Opinion

Moutier ou le sympathique combat

OPINION. Le combat des autonomistes jurassiens est un formidable gâchis pour Moutier, estime l’élu municipal PLR Steve Léchot

Le combat jurassien suscite souvent une forme de sympathie, ou du moins une indifférence polie en Suisse romande. Alors, sympa, le combat jurassien? La Suisse romande accepterait-elle que l’Assemblée fédérale, sous le diktat d’une majorité alémanique, éjecte un conseiller fédéral latin?

Lors de la récente séance constitutive du Conseil de ville de Moutier, la majorité séparatiste a décidé d’en finir avec la représentation équitable des minorités au sein du Bureau, au mépris du règlement. Exit la répartition équitable des sièges 3 séparatistes-2 Jurassiens bernois qui prévalait depuis des années, vive le règne de la majorité écrasante, malgré la progression des forces pro-bernoises aux élections.
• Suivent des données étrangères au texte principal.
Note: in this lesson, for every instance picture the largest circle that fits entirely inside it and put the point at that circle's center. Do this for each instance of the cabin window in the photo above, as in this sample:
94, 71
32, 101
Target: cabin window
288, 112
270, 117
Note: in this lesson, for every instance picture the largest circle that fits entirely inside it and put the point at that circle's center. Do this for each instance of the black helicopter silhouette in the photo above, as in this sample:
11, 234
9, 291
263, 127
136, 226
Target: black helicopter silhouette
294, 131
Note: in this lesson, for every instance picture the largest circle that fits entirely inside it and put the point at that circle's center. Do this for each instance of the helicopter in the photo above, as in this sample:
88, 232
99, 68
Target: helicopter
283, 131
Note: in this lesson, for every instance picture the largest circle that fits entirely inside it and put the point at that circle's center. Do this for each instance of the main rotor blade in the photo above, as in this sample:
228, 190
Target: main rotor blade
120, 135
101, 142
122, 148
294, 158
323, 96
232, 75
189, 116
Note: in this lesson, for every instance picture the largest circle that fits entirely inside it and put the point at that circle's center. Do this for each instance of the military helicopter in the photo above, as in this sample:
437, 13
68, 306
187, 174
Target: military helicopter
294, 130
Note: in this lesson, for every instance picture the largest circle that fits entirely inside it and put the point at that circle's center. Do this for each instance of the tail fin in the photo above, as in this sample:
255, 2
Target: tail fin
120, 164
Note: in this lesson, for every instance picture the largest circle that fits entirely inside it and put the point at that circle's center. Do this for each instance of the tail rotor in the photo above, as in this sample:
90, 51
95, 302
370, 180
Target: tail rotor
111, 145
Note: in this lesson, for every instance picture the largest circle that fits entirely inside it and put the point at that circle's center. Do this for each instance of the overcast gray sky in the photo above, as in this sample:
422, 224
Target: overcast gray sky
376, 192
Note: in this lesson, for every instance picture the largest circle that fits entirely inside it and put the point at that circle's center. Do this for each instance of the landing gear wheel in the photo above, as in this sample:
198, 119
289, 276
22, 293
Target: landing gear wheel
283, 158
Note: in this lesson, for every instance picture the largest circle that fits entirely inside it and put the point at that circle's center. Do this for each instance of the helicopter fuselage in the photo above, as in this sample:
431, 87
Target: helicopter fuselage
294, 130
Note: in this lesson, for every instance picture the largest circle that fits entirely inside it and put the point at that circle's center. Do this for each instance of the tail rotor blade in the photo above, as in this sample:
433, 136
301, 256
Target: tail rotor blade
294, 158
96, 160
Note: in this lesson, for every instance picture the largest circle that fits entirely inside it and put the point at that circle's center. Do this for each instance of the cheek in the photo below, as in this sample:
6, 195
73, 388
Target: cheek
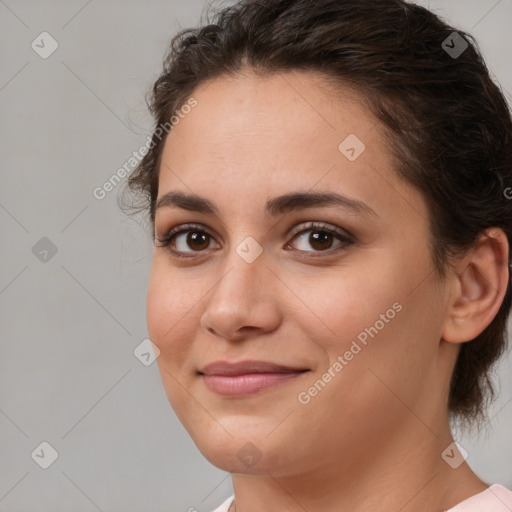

Si, comme l’affirmait Albert Camus, «la démocratie, ce n’est pas la loi de la majorité, mais la protection des minorités», les séparatistes sont de fieffés antidémocrates!

Les foules se rassemblant sous un drapeau et scandant des slogans à caractère nationaliste heurtent nos sensibilités. Les Jurassiens, eux, envahissent les rues de Moutier aux cris de «Mort aux Bernois!» et «Liberté!». Les Jurassiens bernois, devenus étrangers dans leur propre ville, sont contraints de se cloîtrer chez eux. N’y a-t-il pas quelque chose de pourri au pays de la damassine pour que la prétendue liberté des uns menace celle des autres? Un président de la Confédération helvétique qualifiant les Romands de macaques aurait-il la cote? C’est de babouins que le maire de Moutier, Marcel Winistoerfer, traite ses concitoyens qui ont l’audace de ne pas penser comme lui. Soutiendrions-nous le Conseil d’Etat vaudois s’il contestait les prérogatives d’un préfet fribourgeois? Le gouvernement jurassien ne cesse de mettre en cause l’ordre juridique du canton voisin tout en faisant de la plainte à la Confédération un sport cantonal.

Formidable jeunesse

Selon une enquête récemment publiée par Le Temps, les Suisses ont une confiance record à l’égard de la politique, de ses institutions et de ses représentants. A Moutier, le vice-maire, président du bureau électoral et garant de l’institution démocratique, a fictivement domicilié son fils le temps de glisser un «oui au Jura» dans l’urne. Les autorités communales séparatistes jurent aujourd’hui encore leurs grands dieux que le scrutin a été exemplaire, alors que son annulation repose justement, entre autres, sur des cas de domiciliation fictives.

Dans ce combat, Moutier y laisse sa peau, doucement mais sûrement

Selon ces mêmes autorités, il y a, à Moutier, une formidable jeunesse séparatiste très politisée, engagée, ivre d’avenir et de liberté. Cette jeunesse, pratiquante inconditionnelle du copier-coller idéologique, colporte la pensée qu’elle s’est laissé inoculer par la génération précédente, faute d’anticorps suffisamment puissants. Il était très politisé, engagé, ivre d’avenir et de liberté, ce jeune séparatiste de 21 ans qui explosa de sa bombe artisanale devant le Rathaus à Berne en 1993, faute d’anticorps suffisamment puissants. Le journal Jura libre, fer de lance du mouvement autonomiste jurassien, n’hésite pas à traiter de nazillon le Bernois qui tombe dans ses colonnes. L’insulté y est toujours nommément cité, l’insultant signe ses écrits d’un pseudonyme, son anonymat protégé par la rédaction. Dans le Jura libre, la liberté se pratique sous le sceau de la lâcheté.

Dérives antidémocratiques

Dans ce combat, Moutier y laisse sa peau, doucement mais sûrement. La ville compte l’un des taux d’appartements vacants les plus élevés de Suisse, elle risque la tutelle financière. On quitte la ville, on n’y revient plus. Ne serait-il pas temps de porter sur ce combat, ses dérapages et ses enjeux un regard dénué de complaisance? Jusqu’à quand peut-on condamner les dérives antidémocratiques à l’étranger et fermer les yeux sur celles qui se pratiquent dans son propre pays? Peut-on accepter que la Question jurassienne en phase terminale piétine les valeurs constitutives de la Suisse, la démocratie, le vivre-ensemble, le respect? Et si les victimes d’autrefois étaient finalement devenues les bourreaux d’aujourd’hui?

Alors, lecteurs genevois, vaudois et valaisans, sympa, le combat jurassien? Vu de loin? Et vous, défenseurs de la cause, apôtres, disciples ou porte-voix d’un Jura libre en mal de conquêtes? Tête baissée en dépit de ce formidable gâchis, le combat continue?